How many hours would you say you work?

"We put in 5-6 days a week. We don't work on Sundays unless we have to. That happens occasionally, especially around Christmas. We all average about 46 hours a week. When I was a kid, we worked 6 days a week, and we were up to around 55-60 hours a week."

When did you start working here?

"When I was growing up I started when I was about 12, then worked through high school, when
I graduated high school, I started full time here."

Stehlin's is being run by its fourth generation, and John's son recently started working there. Stehlin's is unique because much of the meat you buy from your store butcher--especially the pork--comes pre-slaughtered and shipped in a box from a larger slaughterhouse that has several farms' animals from all over the country contracted to it.

What are some specific products that people come back to Stehlin's for?
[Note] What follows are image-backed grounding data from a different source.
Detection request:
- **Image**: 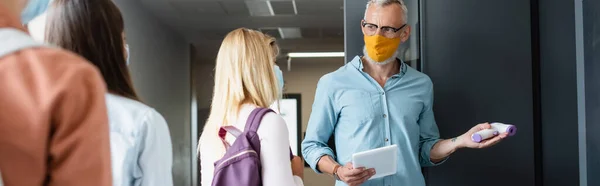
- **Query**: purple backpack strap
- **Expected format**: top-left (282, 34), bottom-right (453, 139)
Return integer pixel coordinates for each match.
top-left (226, 107), bottom-right (295, 160)
top-left (218, 126), bottom-right (243, 149)
top-left (245, 108), bottom-right (273, 133)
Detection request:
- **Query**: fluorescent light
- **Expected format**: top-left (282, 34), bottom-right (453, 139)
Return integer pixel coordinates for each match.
top-left (287, 52), bottom-right (345, 58)
top-left (246, 1), bottom-right (272, 16)
top-left (278, 28), bottom-right (302, 39)
top-left (292, 0), bottom-right (298, 15)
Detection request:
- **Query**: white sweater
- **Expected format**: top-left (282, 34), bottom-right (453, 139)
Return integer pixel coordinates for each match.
top-left (199, 104), bottom-right (304, 186)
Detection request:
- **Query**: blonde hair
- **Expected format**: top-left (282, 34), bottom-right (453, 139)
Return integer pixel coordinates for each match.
top-left (198, 28), bottom-right (280, 157)
top-left (264, 34), bottom-right (280, 59)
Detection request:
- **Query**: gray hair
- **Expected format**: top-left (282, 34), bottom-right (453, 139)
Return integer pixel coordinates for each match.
top-left (364, 0), bottom-right (408, 24)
"We've got a lot of unique products. The bone in beef brings a lot of people in. The variety of pork cuts--a Boston butt, you can't get them any fresher then we have here. Our fresh smoked pork sausage, cottage ham and bacon. We also have what we consider the top quality beef and pork, that keeps people coming back."

cottage ham

There are also sweetbreads available for purchase, something we've never seen available at any butcher shop. We filled our grocery bag with the much sought after lard, two rib eyes, pork sausage, goetta, Canadian bacon, and a slice of "Johnny in the bag", Stehlin's twist on a traditional blood sausage.

herrrrre's Johnny!

Stehlin's has a deli, and apparently fantastic buffalo chicken salad.
Someone had even written a thank-you note about it, which was displayed proudly on the counter.

The next morning, we made the awaited biscuits with sausage gravy. It was incredible how much the texture of the biscuit changed using lard instead of butter. I found I could only eat half of the rich biscuit, and promptly laid down on the floor afterward, ready for a post brunch nap.

and cue Biscuit and gravy food-porn


Our trip brought much reward. Later that week, we made the goetta, which I liked because it was not heavily seasoned. Good goetta doesn't need a lot of spices in it, in my opinion. It was a little looser than what we were used to, which made it challenging to cook. We made a dirty rice dish with the goetta and served it alongside the rib eyes, which were expertly butchered.


  1. Next time be sure to get the smoked sausage. It's pretty awesome.

  2. Nice write up. Avrils on court street also has lard most weekends.

  3. Stehlin's has the best goetta I've found!